Bagage
Het Hebreeuwse woord keliʹ, dat soms met „bagage” of „legertros” wordt vertaald, heeft een brede toepassing. Mogelijk is de grondbetekenis van het Hebreeuwse woord „iets wat iets kan bevatten (inhouden)”. — Zie WAPENS, WAPENRUSTING.
Manschappen in een legerkamp, reizigers, bezoekers van een ver van huis gehouden vergadering enzovoort, hadden gewoonlijk de noodzakelijke dingen als bagage bij zich (1Sa 10:21, 22; 17:22; 25:9-13). David stelde in Israël het voorschrift vast dat de mannen die tijdens militaire veldtochten achterbleven om de legertros te bewaken, hetzelfde deel van de overwinningsbuit zouden ontvangen als degenen die aan de strijd deelnamen. — 1Sa 30:21-25.

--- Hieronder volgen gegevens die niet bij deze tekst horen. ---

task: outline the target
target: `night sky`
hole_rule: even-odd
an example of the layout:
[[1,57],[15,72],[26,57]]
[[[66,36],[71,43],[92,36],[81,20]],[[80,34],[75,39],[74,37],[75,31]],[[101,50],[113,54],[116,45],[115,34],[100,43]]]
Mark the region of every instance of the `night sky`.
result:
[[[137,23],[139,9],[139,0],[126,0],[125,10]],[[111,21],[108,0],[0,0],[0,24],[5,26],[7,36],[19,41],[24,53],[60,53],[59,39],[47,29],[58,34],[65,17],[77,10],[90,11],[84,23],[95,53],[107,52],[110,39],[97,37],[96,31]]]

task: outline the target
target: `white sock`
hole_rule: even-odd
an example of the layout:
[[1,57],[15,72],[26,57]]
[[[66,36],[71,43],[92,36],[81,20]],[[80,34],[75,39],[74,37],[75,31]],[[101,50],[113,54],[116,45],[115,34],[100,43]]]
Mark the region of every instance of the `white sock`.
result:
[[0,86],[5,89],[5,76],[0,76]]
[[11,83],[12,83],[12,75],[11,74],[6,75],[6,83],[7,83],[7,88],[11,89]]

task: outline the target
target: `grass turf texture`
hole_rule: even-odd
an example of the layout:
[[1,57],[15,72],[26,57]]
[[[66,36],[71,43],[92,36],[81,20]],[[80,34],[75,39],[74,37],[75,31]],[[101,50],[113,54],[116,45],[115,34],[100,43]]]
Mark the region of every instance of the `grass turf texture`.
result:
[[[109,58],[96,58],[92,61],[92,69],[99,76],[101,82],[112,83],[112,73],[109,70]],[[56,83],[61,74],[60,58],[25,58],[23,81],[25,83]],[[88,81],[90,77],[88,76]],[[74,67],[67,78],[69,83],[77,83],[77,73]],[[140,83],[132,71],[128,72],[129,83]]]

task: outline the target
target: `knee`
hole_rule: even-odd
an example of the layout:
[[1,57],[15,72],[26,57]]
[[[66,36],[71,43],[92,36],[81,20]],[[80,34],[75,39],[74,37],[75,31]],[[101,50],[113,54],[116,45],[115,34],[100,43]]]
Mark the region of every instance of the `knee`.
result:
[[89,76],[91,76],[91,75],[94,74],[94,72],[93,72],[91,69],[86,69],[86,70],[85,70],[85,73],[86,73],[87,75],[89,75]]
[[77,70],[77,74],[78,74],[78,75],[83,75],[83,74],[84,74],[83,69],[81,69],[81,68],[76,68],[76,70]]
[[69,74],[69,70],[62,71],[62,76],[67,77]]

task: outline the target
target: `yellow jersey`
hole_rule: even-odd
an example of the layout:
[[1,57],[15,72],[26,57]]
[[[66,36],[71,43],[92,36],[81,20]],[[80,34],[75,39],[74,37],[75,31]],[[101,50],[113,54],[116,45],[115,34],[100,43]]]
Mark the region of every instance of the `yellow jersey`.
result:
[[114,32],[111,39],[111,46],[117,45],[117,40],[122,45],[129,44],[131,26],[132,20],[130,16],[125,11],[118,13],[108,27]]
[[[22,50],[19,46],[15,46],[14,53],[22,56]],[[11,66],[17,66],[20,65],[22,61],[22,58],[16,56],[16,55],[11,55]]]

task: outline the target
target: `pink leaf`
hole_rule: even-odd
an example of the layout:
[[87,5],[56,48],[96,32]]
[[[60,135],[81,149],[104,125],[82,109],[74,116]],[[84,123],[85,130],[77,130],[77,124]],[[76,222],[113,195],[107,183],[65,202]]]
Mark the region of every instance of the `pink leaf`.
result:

Egypte werd geboden zich „bagage voor de ballingschap” te maken om toegerust te zijn voor de ballingschap, aangezien het stellig door Babylon onderworpen zou worden, zoals bij monde van de profeet Jeremia was voorzegd (Jer 46:13, 19). Als onderdeel van een symbolische opvoering in verband met de toekomstige verbanning van Jeruzalem naar Babylon, bracht Ezechiël op klaarlichte dag „bagage voor een ballingschap” uit zijn huis naar buiten. — Ez 12:1-4, 7-11.